Jul 09, 2013

Universities - Electronics Research Surrey and Reading put GLOSS on satellite monitoring

Estimated Article Reading Time: 1 min.

Ensuring the UK plays a key role in providing satellite-sourced observation services – this is the aim of a new centre of excellence to monitor changes to the Earth and its ecosystem.

Scientists at the Universities of Surrey and Reading will work with researchers at the National Physical Laboratory (NPL) in the new collaboration, which is called Global Satellite Sensing (GLOSS). There will be increasing demand for such monitoring services, believe the universities, as the cost of putting satellites into orbit falls dramatically over the next decade.

According to the GLOSS announcement:

  • Working together with the Satellite Applications Catapult, the Centre aims to contribute to the UK Government’s drive to capture at least 10% of the predicted global space market of $400bn by 2030.
  • The aim is to develop ways of using the very latest advances in the new generation of small, lightweight and highly innovative satellites, being developed in the UK.
  • GLOSS will provide new satellite data services for meteorological purposes and use in disaster scenarios, as well as proving a wide range of services to commercial sectors, including energy resource management, urban and environmental monitoring, security and insurance industries.

“Bringing these world-leading research capabilities together within a single centre of excellence provides the UK with an unrivalled ability to provide expertise across a range of areas,” said Keith Robson, Director Enterprise and Growth at the University of Surrey.

“This includes everything from developing new low cost sensors, designing groups of small satellites that can work together which are called ‘swarms’, in-orbit calibration systems, data assimilation, data processing and visualisation.

Professor Robert Gurney, Director of Space and Earth Observation at the University of Reading said: “This centre provides a unique opportunity for scientists and engineers to work collaboratively on research with the potential to deliver breakthrough technologies and applications for a changing planet.

“British scientists are among the best in the world at using data from satellites to provide vital information about weather and climate.
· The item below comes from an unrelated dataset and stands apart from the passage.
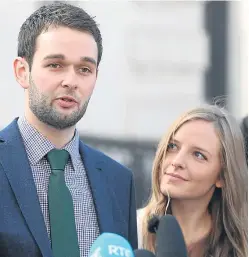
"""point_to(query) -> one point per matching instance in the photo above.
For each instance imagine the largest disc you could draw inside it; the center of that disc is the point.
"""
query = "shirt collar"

By helping to develop the next generation of satellite technology, this collaboration will help to expand the range of information available to businesses and industry, such as real-time data. Such crucial and affordable information will help to give British businesses the cutting edge, boosting innovation and economic growth.”

Reading University reportedly has the largest research capability in weather and climate science and earth observation of any university in Europe.